In our study we found that on univariate analysis NRD was associated with increased adverse events, length of stay and 30-day unplanned readmission. When controlling for patient- and hospital-related factors, we found that female sex, non-Hispanic Black race, BMI, dependent functional status, malnourishment and longer LOS were independently associated with NRD. However, NRD did not independently predict an unplanned 30-day readmission.



中文翻译:

腰椎滑脱腰椎减压融合术后非常规出院的患者和医院相关危险因素

客观的

在各种脊柱手术中,非常规出院与较差的结果有关。然而,关于脊椎滑脱患者非常规出院与护理质量之间关系的数据很少。本研究的目的是确定腰椎滑脱脊柱减压融合术后非常规出院的独立预测因素。

方法

从 2010 年到 2016 年,使用美国外科学院 (ACS) 国家手术质量改进计划 (NSQIP) 数据库进行了一项回顾性队列研究。使用 ICD 确定了接受脊柱减压和融合治疗腰椎滑脱的成年患者(≥18 岁) -9-CM 诊断和 CPT 程序编码系统。研究人群根据出院情况分为两组:常规(RD)和非常规出院(NRD)。
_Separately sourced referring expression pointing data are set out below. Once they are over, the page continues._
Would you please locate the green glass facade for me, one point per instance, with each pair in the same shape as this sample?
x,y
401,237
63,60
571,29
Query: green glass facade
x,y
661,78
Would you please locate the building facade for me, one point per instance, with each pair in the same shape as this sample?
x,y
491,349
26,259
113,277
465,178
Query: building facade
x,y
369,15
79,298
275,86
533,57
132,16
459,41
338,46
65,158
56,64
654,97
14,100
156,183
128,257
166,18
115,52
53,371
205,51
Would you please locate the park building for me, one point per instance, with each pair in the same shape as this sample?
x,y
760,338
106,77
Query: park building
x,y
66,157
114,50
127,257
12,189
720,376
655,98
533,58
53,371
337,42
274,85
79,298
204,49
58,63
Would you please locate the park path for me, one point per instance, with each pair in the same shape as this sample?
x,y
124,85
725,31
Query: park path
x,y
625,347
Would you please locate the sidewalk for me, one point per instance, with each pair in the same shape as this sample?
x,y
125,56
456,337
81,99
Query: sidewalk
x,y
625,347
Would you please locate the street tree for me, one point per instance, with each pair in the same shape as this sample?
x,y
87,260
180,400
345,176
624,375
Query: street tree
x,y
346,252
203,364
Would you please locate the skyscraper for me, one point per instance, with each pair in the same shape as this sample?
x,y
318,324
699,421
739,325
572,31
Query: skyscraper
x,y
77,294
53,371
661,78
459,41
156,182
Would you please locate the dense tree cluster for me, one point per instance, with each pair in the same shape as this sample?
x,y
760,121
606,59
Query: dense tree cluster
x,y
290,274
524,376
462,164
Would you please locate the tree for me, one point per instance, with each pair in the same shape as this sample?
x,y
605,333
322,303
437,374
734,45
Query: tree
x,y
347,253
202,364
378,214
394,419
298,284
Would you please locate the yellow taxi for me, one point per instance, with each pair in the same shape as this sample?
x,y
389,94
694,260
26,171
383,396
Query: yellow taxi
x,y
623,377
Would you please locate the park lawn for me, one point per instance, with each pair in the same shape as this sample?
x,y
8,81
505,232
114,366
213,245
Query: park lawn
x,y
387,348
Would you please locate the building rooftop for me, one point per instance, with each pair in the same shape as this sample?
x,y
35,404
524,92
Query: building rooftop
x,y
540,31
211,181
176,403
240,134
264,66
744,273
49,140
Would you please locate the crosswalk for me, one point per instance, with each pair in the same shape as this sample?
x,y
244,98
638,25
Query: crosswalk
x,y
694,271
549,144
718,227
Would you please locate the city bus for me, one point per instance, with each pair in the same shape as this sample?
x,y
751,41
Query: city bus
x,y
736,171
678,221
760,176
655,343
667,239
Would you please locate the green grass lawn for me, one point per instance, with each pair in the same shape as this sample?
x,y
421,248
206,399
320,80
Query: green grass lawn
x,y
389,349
评估了患者的人口统计学、合并症、不良事件、LOS、再手术和再入院。使用多变量逻辑回归模型来确定非居家出院和 30 天计划外再入院的独立预测因素。

结果

共确定了 5252 名患者,其中 4316 名(82.2%)患有 RD,936 名(18.8%)患有 NRD。NRD 队列往往年龄较大 ( p < 0.001 ) 且 BMI 较高 ( p < 0.001 )。经历 NRD 的患者 LOS 更长(NRD:4.7 ± 3.7 天 vs RD:3.1 ± 2.0 天,p < 0.001),不良事件比例更高(p < 0.001),再手术率更高(p = 0.005)和计划外的 30 天再入院率 ( p < 0.001 )。在多元回归分析中,年龄 [OR: 1.08, 95% CI (1.06–1.10), p < 0.001 ],女性 [OR: 2.01, 95% (1.51–2.69), p < 0.001 ],非西班牙裔黑人种族/种族[或:2.10, 95% CI (1.36–3.24), p = 0.001 ], BMI [OR: 1.03, 95% CI (1.01–1.05), p = 0.007 ], 依赖功能状态 [OR: 3.33, 95% CI (1.59 – 6.99), p = 0.001 ], 营养不良 [OR: 2.14, 95% CI (1.27–3.62), p = 0.005 ], 和 LOS [OR: 1.26, 95% CI (1.18–1.33), p < 0.001 ] NRD 的独立预测因子。然而,NRD 并未独立预测多变量分析中计划外的 30 天再入院。

结论

在我们的研究中,我们发现单变量分析 NRD 与不良事件增加、住院时间和 30 天计划外再入院有关。在控制患者和医院相关因素时,我们发现女性、非西班牙裔黑人种族、BMI、依赖功能状态、营养不良和较长的 LOS 与 NRD 独立相关。然而,NRD 并未独立预测计划外的 30 天再入院。